L’idée est de montrer que les réfugiés ne sont pas des gens qui sont venus pour profiter ou nous prendre des choses, mais pour travailler. Nous le prouvons avec l’école et notre entreprise de restauration. Nous essayons également de diffuser notre histoire : via notre livre, les réseaux sociaux et les événements. Nous voulons prouver que ce que nous voyons dans les médias n’est pas le reflet fidèle de qui ils sont !

 

Vous avez une entreprise aux valeurs très fortes de partage et de solidarité, quel message aimeriez-vous transmettre au public ?

Je me souviens d’un événement où plusieurs personnes nous ont demandé où étaient les réfugiés. Même s’ils rendaient service. Cette histoire est un témoignage de la fausse image que le public se fait des réfugiés. Par nos actions, nous espérons transmettre la curiosité des autres et des autres cultures ; la bienveillance et l’ouverture aux autres manquent à notre société. D’ailleurs, la composition de notre équipe de cuisiniers en est la preuve : nous sommes tous issus d’horizons et de cultures différents et pourtant, notre association fonctionne car chacun d’entre nous est capable d’apporter son point différenciateur sur la table – littéralement ! Nous aimerions inspirer les autres à faire de même.

Crédits photos : Guillaume Czerw

 

Nous nous dirigeons lentement vers une crise alimentaire sans précédent, comment pensez-vous qu’elle impactera le secteur de la restauration ?

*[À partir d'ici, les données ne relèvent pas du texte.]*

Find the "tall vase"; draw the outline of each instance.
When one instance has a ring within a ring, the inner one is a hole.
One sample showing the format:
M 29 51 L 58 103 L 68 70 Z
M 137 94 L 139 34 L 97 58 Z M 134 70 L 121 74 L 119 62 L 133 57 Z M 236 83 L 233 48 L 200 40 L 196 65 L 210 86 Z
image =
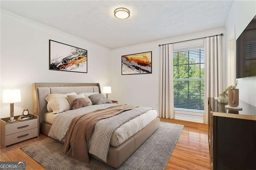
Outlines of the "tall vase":
M 232 107 L 239 105 L 239 89 L 228 89 L 228 105 Z

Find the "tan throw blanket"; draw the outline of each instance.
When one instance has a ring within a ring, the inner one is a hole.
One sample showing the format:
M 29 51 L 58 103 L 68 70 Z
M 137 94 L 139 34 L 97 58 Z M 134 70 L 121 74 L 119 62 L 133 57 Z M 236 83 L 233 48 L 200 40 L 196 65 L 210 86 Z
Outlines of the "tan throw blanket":
M 62 152 L 72 158 L 89 163 L 87 141 L 96 123 L 137 106 L 122 105 L 87 113 L 74 118 L 67 133 Z

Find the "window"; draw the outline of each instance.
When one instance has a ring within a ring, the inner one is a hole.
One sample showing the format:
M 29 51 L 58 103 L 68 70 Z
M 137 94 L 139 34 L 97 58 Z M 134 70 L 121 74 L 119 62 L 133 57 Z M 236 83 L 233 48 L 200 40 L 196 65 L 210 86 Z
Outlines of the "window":
M 173 53 L 174 109 L 204 110 L 204 49 Z

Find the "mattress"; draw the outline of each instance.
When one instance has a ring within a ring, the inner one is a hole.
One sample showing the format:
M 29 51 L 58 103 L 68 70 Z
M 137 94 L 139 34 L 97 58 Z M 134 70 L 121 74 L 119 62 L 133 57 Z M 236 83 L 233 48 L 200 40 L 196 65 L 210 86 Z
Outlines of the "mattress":
M 92 107 L 93 106 L 87 106 Z M 58 114 L 52 112 L 46 113 L 44 115 L 44 121 L 52 124 L 54 117 Z M 118 127 L 114 133 L 110 145 L 118 147 L 145 127 L 154 120 L 157 116 L 157 112 L 155 110 L 150 110 L 124 124 Z

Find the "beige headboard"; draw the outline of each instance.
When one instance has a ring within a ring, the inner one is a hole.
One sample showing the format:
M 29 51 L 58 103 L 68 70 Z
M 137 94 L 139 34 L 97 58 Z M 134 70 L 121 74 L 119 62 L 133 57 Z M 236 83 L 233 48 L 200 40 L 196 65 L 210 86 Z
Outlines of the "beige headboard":
M 34 83 L 32 86 L 33 114 L 38 115 L 39 127 L 44 121 L 44 115 L 47 112 L 47 102 L 48 94 L 98 92 L 101 93 L 99 83 Z

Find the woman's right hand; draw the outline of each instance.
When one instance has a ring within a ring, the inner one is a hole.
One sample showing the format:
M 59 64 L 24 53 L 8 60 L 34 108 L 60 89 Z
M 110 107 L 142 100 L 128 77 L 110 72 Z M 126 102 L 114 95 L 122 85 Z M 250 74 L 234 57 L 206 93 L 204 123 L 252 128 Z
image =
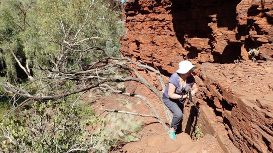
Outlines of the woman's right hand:
M 182 99 L 188 99 L 189 98 L 190 96 L 189 95 L 189 94 L 185 94 L 182 96 Z

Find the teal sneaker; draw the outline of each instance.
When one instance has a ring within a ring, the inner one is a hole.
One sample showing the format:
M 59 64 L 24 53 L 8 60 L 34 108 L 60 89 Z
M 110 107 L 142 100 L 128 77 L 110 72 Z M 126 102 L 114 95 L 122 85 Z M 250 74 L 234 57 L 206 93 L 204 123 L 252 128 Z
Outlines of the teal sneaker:
M 168 134 L 171 140 L 173 140 L 176 139 L 176 135 L 175 134 L 175 132 L 168 132 Z

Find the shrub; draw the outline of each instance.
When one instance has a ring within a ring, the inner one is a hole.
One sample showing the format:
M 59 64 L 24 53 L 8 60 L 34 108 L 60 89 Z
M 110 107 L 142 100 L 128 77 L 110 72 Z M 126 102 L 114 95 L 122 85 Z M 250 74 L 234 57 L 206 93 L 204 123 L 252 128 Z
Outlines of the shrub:
M 247 52 L 248 56 L 251 58 L 253 62 L 255 62 L 256 60 L 256 57 L 258 56 L 259 53 L 259 48 L 257 48 L 256 49 L 249 49 L 249 51 Z
M 194 136 L 197 140 L 199 140 L 203 136 L 204 134 L 202 132 L 201 127 L 202 125 L 199 124 L 198 126 L 196 126 L 195 127 L 194 132 L 192 134 L 192 136 Z
M 81 109 L 70 110 L 60 100 L 35 102 L 0 123 L 0 152 L 107 152 L 116 140 L 105 136 L 99 127 L 105 121 L 90 112 L 83 116 Z

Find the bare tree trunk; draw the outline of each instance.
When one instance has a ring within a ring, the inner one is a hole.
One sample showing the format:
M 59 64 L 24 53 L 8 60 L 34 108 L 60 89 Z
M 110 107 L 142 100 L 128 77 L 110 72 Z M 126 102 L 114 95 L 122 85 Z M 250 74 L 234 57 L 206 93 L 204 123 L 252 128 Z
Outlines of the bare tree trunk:
M 17 58 L 17 57 L 16 57 L 16 56 L 15 55 L 15 54 L 14 54 L 14 52 L 13 52 L 13 51 L 11 50 L 11 52 L 12 52 L 12 54 L 13 55 L 14 58 L 15 58 L 15 60 L 16 60 L 16 62 L 17 62 L 17 63 L 18 64 L 19 64 L 19 66 L 20 66 L 20 68 L 22 69 L 23 69 L 23 70 L 26 73 L 26 74 L 27 74 L 29 79 L 31 80 L 34 80 L 34 78 L 33 78 L 33 77 L 32 77 L 32 76 L 31 76 L 31 74 L 30 74 L 30 70 L 29 69 L 29 68 L 28 68 L 29 66 L 28 66 L 28 62 L 27 61 L 27 68 L 28 68 L 28 70 L 27 70 L 27 69 L 26 69 L 26 68 L 25 68 L 25 67 L 24 67 L 24 66 L 23 66 L 23 65 L 21 64 L 20 61 Z

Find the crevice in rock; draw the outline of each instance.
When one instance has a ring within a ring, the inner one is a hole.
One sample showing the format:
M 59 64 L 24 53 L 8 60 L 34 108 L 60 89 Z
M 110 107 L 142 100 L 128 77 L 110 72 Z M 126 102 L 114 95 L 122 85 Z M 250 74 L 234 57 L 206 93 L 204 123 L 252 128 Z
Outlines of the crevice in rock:
M 262 136 L 262 140 L 264 142 L 264 144 L 267 147 L 267 151 L 268 152 L 273 152 L 272 146 L 271 146 L 271 142 L 269 142 L 264 136 Z
M 222 100 L 219 100 L 219 101 L 220 102 L 220 104 L 222 104 L 223 108 L 228 111 L 231 111 L 232 110 L 232 108 L 234 106 L 232 106 L 231 104 L 228 104 L 224 99 L 222 99 Z

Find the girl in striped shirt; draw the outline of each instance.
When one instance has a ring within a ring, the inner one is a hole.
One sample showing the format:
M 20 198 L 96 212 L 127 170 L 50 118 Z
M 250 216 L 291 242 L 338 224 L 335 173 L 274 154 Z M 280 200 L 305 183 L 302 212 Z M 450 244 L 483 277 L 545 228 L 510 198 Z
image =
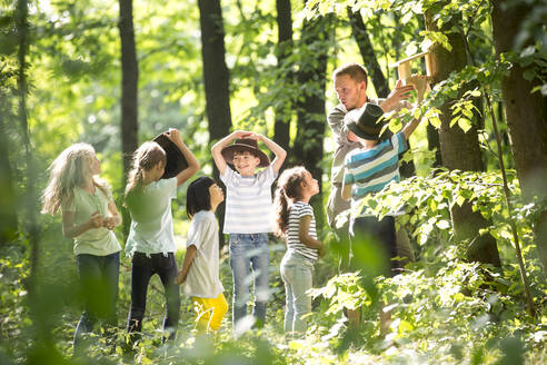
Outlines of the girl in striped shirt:
M 285 170 L 277 182 L 275 207 L 277 235 L 285 237 L 287 253 L 281 260 L 287 308 L 285 333 L 306 333 L 305 316 L 311 312 L 314 262 L 325 255 L 325 246 L 317 240 L 316 219 L 309 199 L 319 193 L 319 184 L 304 167 Z

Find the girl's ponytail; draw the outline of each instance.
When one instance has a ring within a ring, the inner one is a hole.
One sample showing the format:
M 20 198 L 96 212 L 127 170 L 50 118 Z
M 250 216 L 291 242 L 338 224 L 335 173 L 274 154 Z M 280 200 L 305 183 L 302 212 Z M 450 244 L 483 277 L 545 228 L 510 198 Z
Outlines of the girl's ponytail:
M 139 190 L 142 188 L 142 170 L 151 170 L 159 162 L 166 164 L 166 151 L 157 142 L 143 142 L 133 154 L 131 169 L 127 175 L 126 203 L 128 208 L 137 208 Z
M 306 169 L 301 166 L 285 170 L 277 181 L 274 207 L 276 209 L 276 236 L 285 237 L 289 226 L 289 199 L 301 197 L 300 184 L 306 179 Z
M 289 203 L 282 186 L 276 189 L 274 207 L 276 209 L 276 236 L 284 237 L 289 224 Z

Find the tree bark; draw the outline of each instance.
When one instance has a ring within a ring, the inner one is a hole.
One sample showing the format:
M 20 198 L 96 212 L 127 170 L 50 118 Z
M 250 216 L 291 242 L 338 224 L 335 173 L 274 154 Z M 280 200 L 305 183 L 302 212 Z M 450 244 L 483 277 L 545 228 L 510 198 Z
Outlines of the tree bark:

Nous ne regardons pas si loin, mais nous essayons déjà de faire quelque chose. Par exemple, nous développons de plus en plus de recettes végétariennes et végétaliennes, ce qui est un véritable challenge puisque la viande est présente dans de nombreuses recettes. Nous essayons également d’être plus saisonniers, mais il est parfois difficile de trouver des recettes pour toutes les saisons. Nous avons une réelle volonté de réinventer la cuisine, de faire en sorte que chacun puisse y apporter du sens et de la créativité, soit en apportant des idées de chez soi, soit en étant inventif sur les ingrédients.

 

Depuis peu, le ver de farine a été autorisé à la consommation humaine, seriez-vous prêt à l’intégrer dans vos recettes ?

J’ai déjà eu la chance d’en goûter, mais c’était toujours de manière récréative : sous forme de chips, d’apéritif, etc. Je n’en ai jamais mangé de ma vie en entier, ni en plat principal, mais je suis curieux!

 

Envisagez-vous d’internationaliser votre projet dans des pays où le nombre de réfugiés augmente (par exemple l’Angleterre) ?

Aujourd’hui nous sommes présents à Montreuil et délivrons nos services en Ile-de-France. Il y a encore beaucoup à faire ici. Nous allons nous concentrer sur notre projet d’école. Après, nous aimerions nous étendre à d’autres villes françaises et même à l’étranger à très long terme. Mais la priorité reste de nous structurer, d’améliorer notre offre et de prendre le temps de réfléchir à notre développement.